Realizador deste filme, Hillcoat também me merecia crédito. Mas nem por isso eu deixava de ter medo. Descubro-me com razão demasiadas vezes hoje em dia. E a detestar que isso aconteça.
Via Senhor Palomar cheguei ao trailer do filme The Road. Há um par de anos, quando soube que o filme iria existir, suspirei e prometi a mim mesmo não pôr os pés em cinema que o exibisse. Mas a curiosidade é um roedor só aparentemente benigno.
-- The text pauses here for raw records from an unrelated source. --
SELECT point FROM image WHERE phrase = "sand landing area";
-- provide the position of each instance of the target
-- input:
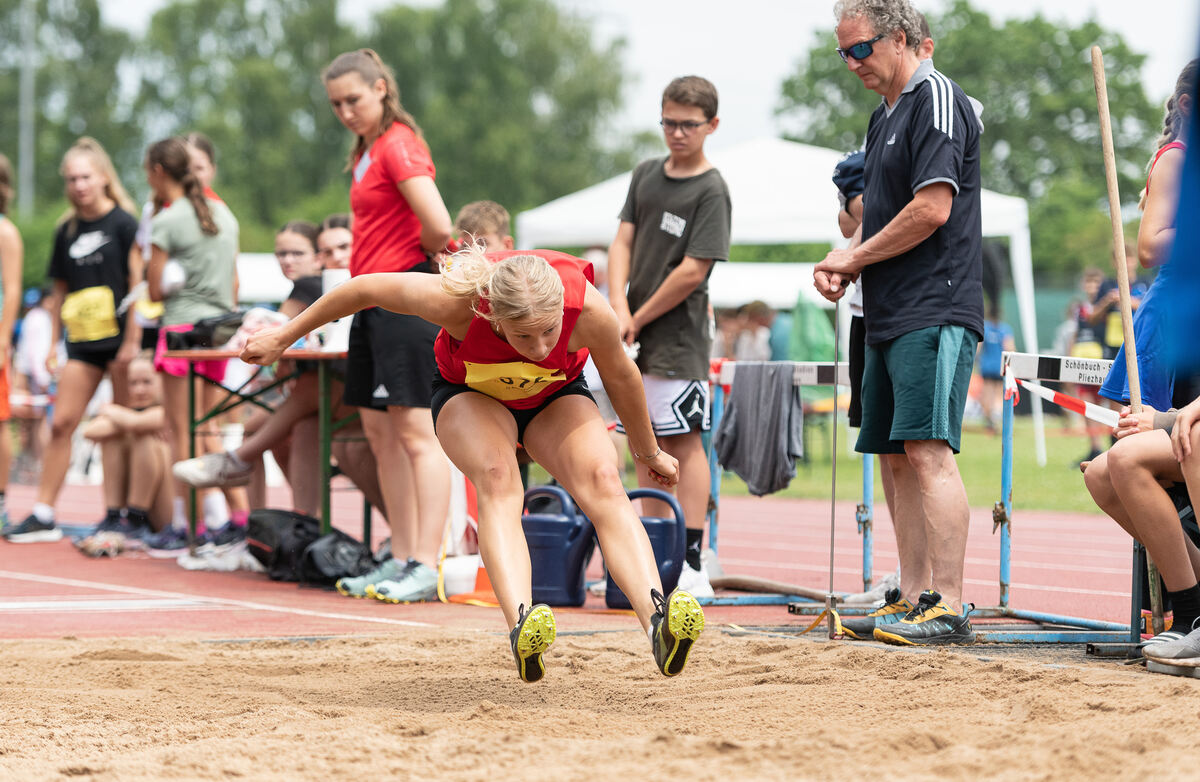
(447, 704)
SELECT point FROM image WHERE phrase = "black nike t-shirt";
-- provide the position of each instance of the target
(95, 253)
(931, 134)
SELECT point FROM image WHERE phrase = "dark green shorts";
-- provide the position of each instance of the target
(915, 389)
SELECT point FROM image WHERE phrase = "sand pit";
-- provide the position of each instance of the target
(447, 705)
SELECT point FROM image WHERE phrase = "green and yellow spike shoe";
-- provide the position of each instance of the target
(531, 639)
(676, 625)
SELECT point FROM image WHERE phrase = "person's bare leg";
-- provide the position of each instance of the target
(1099, 486)
(909, 519)
(395, 475)
(413, 427)
(304, 467)
(947, 515)
(1137, 463)
(114, 459)
(148, 473)
(76, 386)
(569, 439)
(480, 438)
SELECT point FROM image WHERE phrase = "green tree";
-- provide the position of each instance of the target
(1033, 77)
(511, 95)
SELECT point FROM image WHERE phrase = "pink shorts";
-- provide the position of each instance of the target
(178, 367)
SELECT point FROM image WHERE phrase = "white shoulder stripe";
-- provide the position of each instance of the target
(942, 92)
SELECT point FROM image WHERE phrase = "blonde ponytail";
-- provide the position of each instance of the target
(516, 288)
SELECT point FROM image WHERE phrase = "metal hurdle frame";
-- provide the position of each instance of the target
(803, 373)
(1053, 627)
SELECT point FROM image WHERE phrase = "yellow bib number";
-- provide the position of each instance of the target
(1114, 330)
(511, 380)
(90, 314)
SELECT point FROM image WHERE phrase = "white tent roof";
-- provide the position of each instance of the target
(783, 193)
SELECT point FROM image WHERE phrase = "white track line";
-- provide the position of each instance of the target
(205, 599)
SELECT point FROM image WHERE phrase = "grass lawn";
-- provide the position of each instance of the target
(1057, 486)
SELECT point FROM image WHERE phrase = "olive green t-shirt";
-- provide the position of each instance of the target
(673, 218)
(209, 262)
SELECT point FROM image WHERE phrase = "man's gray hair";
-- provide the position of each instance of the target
(886, 16)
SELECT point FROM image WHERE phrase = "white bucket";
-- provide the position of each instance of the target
(459, 573)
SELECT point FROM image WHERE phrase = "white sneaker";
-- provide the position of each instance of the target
(211, 469)
(695, 581)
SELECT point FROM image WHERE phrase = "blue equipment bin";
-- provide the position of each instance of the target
(669, 539)
(561, 545)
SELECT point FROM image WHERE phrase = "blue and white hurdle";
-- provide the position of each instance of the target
(1050, 627)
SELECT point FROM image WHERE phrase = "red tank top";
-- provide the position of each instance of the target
(485, 362)
(1173, 145)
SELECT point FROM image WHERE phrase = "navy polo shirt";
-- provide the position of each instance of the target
(931, 134)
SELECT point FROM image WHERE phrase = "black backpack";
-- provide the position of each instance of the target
(279, 539)
(334, 555)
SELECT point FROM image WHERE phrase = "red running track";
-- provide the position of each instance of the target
(1062, 563)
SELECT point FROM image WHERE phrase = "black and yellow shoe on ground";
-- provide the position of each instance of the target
(931, 623)
(893, 609)
(531, 638)
(676, 625)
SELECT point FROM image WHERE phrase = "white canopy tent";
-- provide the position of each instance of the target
(783, 193)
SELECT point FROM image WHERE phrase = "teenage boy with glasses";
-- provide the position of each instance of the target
(673, 226)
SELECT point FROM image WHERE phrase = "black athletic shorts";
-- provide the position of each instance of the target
(444, 391)
(390, 360)
(88, 353)
(857, 359)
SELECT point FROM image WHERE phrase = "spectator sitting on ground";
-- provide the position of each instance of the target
(135, 455)
(1127, 482)
(298, 245)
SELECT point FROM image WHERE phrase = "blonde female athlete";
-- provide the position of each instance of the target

Hoje ainda hesitei mas, mesmo com o sabor da fatalidade na garganta, acabei por clicar no triângulozinho ‘play’.
Primeiro, aquilo de que a maioria dos frequentadores actuais de cinema gostará: as partes inicial e final do trailer. São de tal modo assustadoras que me deixaram a tremer e reprimindo vómitos. As imagens da catástrofe (quem necessita de a ver se imaginá-la é tão mais poderoso?), a música sincopada, a montagem feita por alguém que acabara de ingerir uma dúzia de latas de Red Bull, tudo parece anunciar uma nova inanidade de Michael Bay – não The Road, filme baseado nesse monumental (apesar das menos de duzentas páginas que tem na edição portuguesa da Relógio d'Água) e atmosférico livro de Cormac McCarthy. Felizmente (mas é um felizmente pequenino, assustadiço), a parte central do trailer está um pouco mais próxima do espírito do livro. Ainda assim, a que propósito surge tantas vezes a personagem de Charlize Theron (e eu adoro tanto Charlize Theron que ainda não recuperei totalmente da visão a que me sujeitei nestepost) que, no livro, é memorável mas aparece apenas em meia dúzia de páginas? E o que se passa com o aspecto glossy dos cenários? Condiz tanto com o mundo desolado e cinzento (literalmente de cinza) que McCarthy criou como um idiota envergando um fato rasgado no Carnaval se parece com um verdadeiro mendigo.
The Road é um livro imenso. Que não admite compromissos (o final não é um compromisso, é a réstia possível de esperança). Que causa pena, raiva, repulsa, incompreensão. E medo. Medo do futuro, da solidão, dos outros, do sentimento de impotência. E de ver este filme.